Friday, August 29, 2014

In Flanders Field

I  read this review at the weekend and immediately ordered the CD:

http://www.theguardian.com/music/2014/aug/26/in-flanders-fields-review-first-world-war-michael-morpurgo

The CD features Coope, Boyes and Simpson, ie is Morpugo-less, but nonetheless it is brilliant.  It arrived just over an hour ago and I'm currently listening to it.

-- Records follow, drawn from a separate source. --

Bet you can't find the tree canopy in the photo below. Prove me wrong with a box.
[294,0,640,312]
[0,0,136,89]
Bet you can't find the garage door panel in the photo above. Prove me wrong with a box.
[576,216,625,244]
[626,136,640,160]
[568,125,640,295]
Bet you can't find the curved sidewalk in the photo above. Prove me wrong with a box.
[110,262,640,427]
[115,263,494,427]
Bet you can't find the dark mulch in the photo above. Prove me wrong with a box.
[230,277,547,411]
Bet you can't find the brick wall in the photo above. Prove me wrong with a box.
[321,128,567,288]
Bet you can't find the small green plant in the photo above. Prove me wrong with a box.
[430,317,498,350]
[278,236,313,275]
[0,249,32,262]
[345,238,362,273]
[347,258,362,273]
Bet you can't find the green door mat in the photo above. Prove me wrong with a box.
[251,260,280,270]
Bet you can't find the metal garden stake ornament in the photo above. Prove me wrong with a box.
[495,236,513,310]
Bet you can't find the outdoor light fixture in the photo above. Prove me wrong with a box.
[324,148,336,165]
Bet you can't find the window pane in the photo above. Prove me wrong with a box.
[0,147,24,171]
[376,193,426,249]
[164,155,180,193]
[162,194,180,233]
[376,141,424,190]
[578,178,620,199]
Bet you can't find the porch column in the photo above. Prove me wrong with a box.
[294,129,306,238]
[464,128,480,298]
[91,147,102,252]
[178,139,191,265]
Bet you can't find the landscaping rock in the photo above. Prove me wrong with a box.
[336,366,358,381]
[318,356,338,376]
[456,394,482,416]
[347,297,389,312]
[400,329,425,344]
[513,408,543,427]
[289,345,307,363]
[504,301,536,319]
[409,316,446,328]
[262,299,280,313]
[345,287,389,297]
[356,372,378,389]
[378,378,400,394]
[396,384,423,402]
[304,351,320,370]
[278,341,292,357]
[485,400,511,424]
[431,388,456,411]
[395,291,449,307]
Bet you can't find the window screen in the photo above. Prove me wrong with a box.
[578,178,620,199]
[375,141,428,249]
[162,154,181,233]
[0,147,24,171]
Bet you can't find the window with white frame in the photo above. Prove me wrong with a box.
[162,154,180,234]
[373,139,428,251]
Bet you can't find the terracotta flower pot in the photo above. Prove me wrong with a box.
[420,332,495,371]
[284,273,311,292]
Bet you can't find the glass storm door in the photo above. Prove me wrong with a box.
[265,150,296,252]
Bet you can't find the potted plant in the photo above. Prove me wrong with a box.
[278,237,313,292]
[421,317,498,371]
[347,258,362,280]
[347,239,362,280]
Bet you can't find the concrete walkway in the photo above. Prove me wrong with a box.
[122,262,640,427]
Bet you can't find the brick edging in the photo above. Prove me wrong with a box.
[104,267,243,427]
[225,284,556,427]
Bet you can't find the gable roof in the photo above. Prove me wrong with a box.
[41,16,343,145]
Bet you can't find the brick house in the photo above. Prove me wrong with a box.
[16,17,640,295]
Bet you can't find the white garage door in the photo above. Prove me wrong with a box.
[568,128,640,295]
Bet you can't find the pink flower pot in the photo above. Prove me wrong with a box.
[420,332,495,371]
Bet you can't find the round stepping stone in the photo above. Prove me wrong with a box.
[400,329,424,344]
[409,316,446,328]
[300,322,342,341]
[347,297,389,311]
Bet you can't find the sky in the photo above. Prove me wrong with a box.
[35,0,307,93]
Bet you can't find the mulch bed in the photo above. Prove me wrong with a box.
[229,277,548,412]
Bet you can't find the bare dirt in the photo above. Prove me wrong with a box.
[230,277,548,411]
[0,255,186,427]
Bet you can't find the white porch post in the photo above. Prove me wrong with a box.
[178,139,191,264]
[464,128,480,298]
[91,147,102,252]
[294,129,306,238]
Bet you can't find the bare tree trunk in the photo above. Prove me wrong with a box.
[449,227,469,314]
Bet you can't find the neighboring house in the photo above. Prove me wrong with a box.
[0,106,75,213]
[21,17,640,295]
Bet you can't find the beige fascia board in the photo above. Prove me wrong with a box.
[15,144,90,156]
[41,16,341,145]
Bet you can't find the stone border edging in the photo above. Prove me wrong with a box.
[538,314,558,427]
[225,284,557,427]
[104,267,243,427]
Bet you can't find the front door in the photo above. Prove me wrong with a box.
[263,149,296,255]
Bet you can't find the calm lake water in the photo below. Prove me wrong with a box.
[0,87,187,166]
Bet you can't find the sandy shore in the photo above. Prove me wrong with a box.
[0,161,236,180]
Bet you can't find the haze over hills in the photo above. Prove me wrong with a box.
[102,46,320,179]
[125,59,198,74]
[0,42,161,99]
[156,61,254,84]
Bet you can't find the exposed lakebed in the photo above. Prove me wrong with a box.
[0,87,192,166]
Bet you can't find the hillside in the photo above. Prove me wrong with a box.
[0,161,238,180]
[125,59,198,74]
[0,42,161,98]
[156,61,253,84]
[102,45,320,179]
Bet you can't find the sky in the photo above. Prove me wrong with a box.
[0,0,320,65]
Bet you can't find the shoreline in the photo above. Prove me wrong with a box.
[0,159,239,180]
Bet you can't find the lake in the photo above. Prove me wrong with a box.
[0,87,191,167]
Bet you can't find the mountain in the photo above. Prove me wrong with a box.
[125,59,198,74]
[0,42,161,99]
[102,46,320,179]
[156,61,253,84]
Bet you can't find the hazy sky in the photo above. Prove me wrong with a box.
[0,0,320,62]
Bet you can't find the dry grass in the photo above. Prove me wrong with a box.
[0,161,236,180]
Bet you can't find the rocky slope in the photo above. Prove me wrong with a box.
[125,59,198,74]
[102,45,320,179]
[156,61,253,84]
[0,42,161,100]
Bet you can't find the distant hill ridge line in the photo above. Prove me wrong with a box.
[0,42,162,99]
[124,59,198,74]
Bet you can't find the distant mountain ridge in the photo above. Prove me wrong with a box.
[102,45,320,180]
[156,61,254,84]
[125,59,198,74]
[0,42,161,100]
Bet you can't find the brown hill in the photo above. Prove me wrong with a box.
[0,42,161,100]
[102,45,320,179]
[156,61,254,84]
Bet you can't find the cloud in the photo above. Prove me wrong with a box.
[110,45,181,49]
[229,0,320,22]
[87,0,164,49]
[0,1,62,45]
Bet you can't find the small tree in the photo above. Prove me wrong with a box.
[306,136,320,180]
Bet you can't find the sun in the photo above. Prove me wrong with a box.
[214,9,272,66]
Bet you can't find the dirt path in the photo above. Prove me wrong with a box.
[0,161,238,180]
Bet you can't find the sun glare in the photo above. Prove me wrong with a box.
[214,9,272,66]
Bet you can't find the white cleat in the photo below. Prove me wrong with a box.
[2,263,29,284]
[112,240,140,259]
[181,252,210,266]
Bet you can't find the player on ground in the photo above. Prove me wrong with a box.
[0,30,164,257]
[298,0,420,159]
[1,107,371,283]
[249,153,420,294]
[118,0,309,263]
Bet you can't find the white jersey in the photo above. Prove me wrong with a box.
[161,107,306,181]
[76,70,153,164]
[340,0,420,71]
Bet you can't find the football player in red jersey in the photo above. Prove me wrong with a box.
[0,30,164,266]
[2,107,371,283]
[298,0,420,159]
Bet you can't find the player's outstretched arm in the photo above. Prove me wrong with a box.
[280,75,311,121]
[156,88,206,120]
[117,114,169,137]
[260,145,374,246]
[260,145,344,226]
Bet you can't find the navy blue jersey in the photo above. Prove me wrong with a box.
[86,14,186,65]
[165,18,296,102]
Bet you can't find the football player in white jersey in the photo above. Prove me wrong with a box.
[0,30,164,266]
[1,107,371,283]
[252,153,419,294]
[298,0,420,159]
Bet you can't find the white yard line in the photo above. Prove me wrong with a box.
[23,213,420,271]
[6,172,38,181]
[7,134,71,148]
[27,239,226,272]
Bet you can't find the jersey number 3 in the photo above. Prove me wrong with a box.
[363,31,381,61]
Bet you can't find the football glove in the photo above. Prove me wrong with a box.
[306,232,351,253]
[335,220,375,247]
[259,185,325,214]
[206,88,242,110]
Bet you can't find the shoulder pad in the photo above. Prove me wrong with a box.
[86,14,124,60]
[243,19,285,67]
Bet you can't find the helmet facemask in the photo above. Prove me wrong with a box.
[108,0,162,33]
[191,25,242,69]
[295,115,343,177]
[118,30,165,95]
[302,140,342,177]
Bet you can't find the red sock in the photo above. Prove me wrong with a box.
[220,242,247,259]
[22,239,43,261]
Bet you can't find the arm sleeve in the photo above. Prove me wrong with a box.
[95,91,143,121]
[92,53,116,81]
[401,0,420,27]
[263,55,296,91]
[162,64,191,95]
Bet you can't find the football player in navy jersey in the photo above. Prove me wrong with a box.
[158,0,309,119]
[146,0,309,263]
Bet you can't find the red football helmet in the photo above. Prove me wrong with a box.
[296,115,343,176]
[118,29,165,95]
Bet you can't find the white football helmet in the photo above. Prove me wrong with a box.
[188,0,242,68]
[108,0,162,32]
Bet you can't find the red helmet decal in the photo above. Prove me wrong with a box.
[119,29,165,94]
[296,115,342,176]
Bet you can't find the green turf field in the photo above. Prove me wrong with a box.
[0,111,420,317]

I know some of the music, especially the songs that feature in Oh What A Lovely War, but these performances are stripped back and much rougher.  Brilliant!

 

Monday, August 4, 2014

MCMXIV

I wanted to post something today because of the date, and after much deliberation there was only choice:

MCMXIV
Those long uneven lines
Standing as patiently
As if they were stretched outside
The Oval or Villa Park,
The crowns of hats, the sun
On moustached archaic faces
Grinning as if it were all
An August Bank Holiday lark;

And the shut shops, the bleached
Established names on the sunblinds,
The farthings and sovereigns,
And dark-clothed children at play
Called after kings and queens,
The tin advertisements
For cocoa and twist, and the pubs
Wide open all day--

And the countryside not caring:
The place names all hazed over
With flowering grasses, and fields
Shadowing Domesday lines
Under wheat's restless silence;
The differently-dressed servants
With tiny rooms in huge houses,
The dust behind limousines;

Never such innocence,
Never before or since,
As changed itself to past
Without a word--the men
Leaving the gardens tidy,
The thousands of marriages,
Lasting a little while longer:
Never such innocence again.

Philip Larkin

Inevitably Alan Bennett quotes from it in The History Boys.